Large: Most recluse bites do not get larger than 4 inches in diameter.
Ulcer formation early: Recluse bites typically develop an ulcer from 7 to 14 days post-bite. If an ulcer forms before that, it is probably a bacterial infection.
Swollen: Although recluse bites can cause major swelling above the neck and in the feet, significant swelling below the neck to the ankles is not typical in recluse bites. Major swelling in these other areas is probably a bacterial infection or maybe a wasp/bee sting.

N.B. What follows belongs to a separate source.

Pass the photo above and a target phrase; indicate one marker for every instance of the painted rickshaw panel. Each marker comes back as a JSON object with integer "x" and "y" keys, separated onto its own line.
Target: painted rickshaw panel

Exudative: Recluse bites do not exude pus, serum or blood (except for possibly the initial blister at the bite site which may produce red-tinged fluid). The presence of pus indicates that the wound is most likely a bacterial infection like MRSA (methicillin-resistant Staphylococcus aureus) (Vetter 2005). Bacterial infections are the most common causative agent of skin lesions that are mistaken for brown recluse spider bites. In addition, although some medical authors claim that spiders COULD vector bacteria when they bite, several thousand reports of bites by many different species showed that bacterial infection is non-existent or extremely rare as a listed sign of envenomation (Vetter et al. 2015).
Rick Vetter is a retired arachnologist from the University of California, Riverside (UCR).
References
Stoecker, W.V., R.S. Vetter, and J.A. Dyer. 2017. NOT RECLUSE: A mnemonic device to avoid false diagnosis of brown recluse spider bites. JAMA Dermatology, in press.
Vetter, R. 2005. [They’re not] spider bites. Pest Control Technology 33(4): 86-88.
Vetter, R.S., D.L. Swanson, S.A. Weinstein and J. White. 2015. Do spiders vector bacteria during bites? The evidence indicates otherwise. Toxicon 93: 171-174.